I don't know right now which of the 800 POCA Newsletter articles it's in, but the basics are as follows:
the fuel tank sender hole in the tank is large enough to accept a Ford electric fuel pump spliced into a late model sender-out fuel line. You shorten the steel sender-out line by about 12" and add the pump used in Ford Throttle Body Fuel Injection in the late '80s. A cylindrical aftermarket pump of the same dimensions would also work. Use a short length of plastic fuel line to couple the pump to the fuel-out line, with clamps. This will allow the bottom of the pump to barely touch the tank bottom. These pumps have a replaceable filter on their input opening. Removing the left rear 1/4 window makes the modified sender insertion into the tank easily possible.

Throttle body injection pumps run at 8-12 psi and can be successfully regulated down to 7-8 psi for a Holley carb. Note- throttle body fuel pumps look exactly like multipoint EFI pumps that run at 45-55 psi, and neither has any markings to show operating pressures. Hi-pressure EFI pumps CANNOT be regulated down to carburetor pressure levels; they overheat from the restriction and an internal switch turns them off until they cool down, which stops the engine.

So you'll also need a good carb fuel pressure regulator, not a cheap one, and a Y-connection & check-valve if you also use the stock mechanical pump. I use my electric pump mostly as a primer-pump with a 3-position electric switch on the dash for momentary-on, center-off and continuous-on. The plastic line is because today's 'fuel-proof' rubber hoses often soften and disintegrate when soaked in the witch's brew sold as 'gasoline' these days.
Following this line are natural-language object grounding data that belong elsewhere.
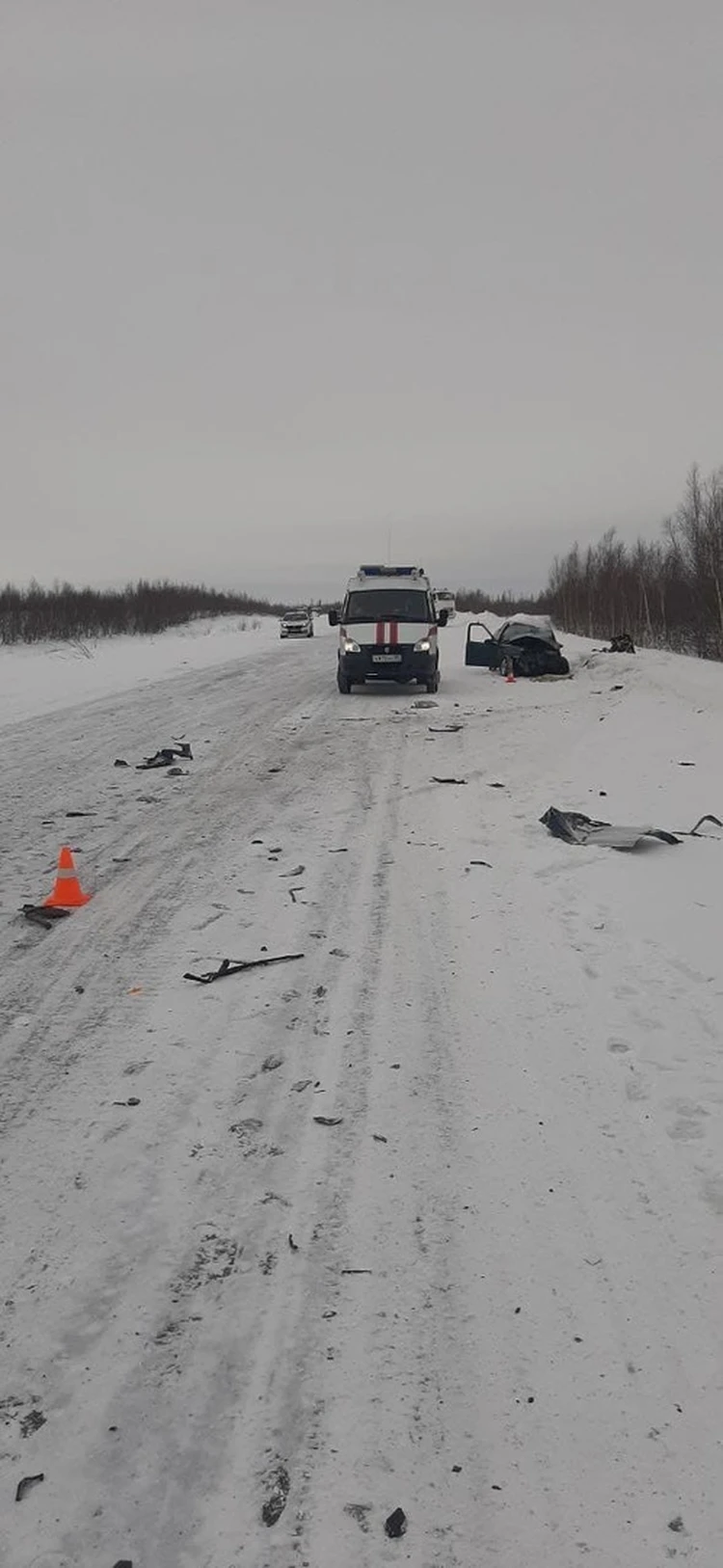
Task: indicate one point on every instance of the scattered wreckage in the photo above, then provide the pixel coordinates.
(573, 826)
(522, 646)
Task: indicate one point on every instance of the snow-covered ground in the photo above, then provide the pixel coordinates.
(500, 1310)
(40, 679)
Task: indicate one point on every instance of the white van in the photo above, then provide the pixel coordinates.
(388, 628)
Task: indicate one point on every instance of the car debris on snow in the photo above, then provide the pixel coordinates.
(165, 756)
(395, 1525)
(42, 914)
(235, 966)
(573, 826)
(27, 1485)
(277, 1500)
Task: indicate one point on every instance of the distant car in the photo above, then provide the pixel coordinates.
(297, 623)
(522, 646)
(445, 601)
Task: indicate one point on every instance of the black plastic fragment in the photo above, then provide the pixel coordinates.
(395, 1525)
(235, 966)
(27, 1485)
(42, 914)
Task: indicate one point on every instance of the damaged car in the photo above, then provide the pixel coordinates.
(522, 646)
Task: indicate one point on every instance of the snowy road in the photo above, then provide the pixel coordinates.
(500, 1310)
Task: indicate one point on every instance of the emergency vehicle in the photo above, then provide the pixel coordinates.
(388, 628)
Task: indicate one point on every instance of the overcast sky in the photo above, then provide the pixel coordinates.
(282, 275)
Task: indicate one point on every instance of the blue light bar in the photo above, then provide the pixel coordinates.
(390, 571)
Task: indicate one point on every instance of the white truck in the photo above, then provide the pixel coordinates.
(388, 628)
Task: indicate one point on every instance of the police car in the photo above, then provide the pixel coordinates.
(388, 628)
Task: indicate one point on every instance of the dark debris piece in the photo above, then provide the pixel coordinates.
(573, 826)
(395, 1525)
(277, 1500)
(235, 966)
(42, 914)
(165, 758)
(27, 1485)
(32, 1422)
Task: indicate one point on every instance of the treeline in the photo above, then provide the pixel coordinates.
(65, 613)
(475, 601)
(665, 593)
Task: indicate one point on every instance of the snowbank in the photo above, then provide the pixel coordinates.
(41, 678)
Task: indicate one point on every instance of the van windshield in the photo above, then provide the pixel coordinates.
(387, 604)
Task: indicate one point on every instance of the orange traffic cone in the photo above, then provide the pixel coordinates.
(67, 893)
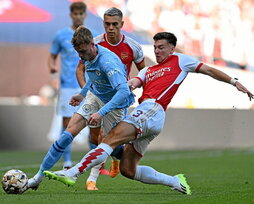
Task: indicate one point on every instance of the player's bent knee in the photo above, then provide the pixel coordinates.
(126, 172)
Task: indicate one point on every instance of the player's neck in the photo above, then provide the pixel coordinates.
(74, 27)
(114, 40)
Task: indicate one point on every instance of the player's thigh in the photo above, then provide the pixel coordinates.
(89, 106)
(129, 161)
(66, 120)
(149, 119)
(76, 124)
(121, 134)
(111, 119)
(63, 107)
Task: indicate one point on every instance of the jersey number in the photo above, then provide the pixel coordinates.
(139, 112)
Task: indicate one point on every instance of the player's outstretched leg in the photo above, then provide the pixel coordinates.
(94, 174)
(91, 159)
(54, 154)
(182, 185)
(149, 175)
(61, 176)
(115, 162)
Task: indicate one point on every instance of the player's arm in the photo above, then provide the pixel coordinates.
(138, 81)
(134, 83)
(52, 63)
(140, 65)
(80, 74)
(221, 76)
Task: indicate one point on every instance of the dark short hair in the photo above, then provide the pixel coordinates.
(170, 37)
(114, 12)
(81, 36)
(78, 6)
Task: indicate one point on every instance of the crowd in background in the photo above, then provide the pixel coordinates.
(217, 31)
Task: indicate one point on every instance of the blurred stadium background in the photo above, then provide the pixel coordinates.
(203, 114)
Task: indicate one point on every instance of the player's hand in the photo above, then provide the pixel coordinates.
(94, 119)
(76, 100)
(241, 88)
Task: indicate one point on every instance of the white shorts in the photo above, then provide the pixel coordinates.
(93, 104)
(64, 96)
(148, 118)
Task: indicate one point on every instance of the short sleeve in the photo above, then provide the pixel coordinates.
(56, 46)
(188, 63)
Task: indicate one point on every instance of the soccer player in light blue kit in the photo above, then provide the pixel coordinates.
(69, 60)
(107, 81)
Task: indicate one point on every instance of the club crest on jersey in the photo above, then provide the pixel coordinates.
(124, 55)
(87, 108)
(112, 72)
(156, 74)
(98, 73)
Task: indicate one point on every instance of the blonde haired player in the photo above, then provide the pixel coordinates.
(160, 83)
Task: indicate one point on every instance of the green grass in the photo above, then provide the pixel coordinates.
(214, 176)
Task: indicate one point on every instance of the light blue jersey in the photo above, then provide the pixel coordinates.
(108, 81)
(69, 57)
The electric hookup uses a third stock o-ring-sealed spade-lug connection in a drilled hole on the sender top. A junk fuel sender can be cannibalized for the necessary parts; the motor ground is the sender assembly itself. An extra 12v+ line from the ignition switch powers the small current draw electric pump. In operation, one can barely hear the pump running with the pump on (full tank) but the engine off. With the engine idling, you cannot hear the pump at all.

So- advantages are silent, protected operation, factory reliability & no christmas-tree of fittings on the fragile tank bottom. And if you need to, the stock 5/16" OD fuel-out line (that supports about 450 bhp continuous) can be replaced with a 3/8" OD line, good for about 800 continuous horses.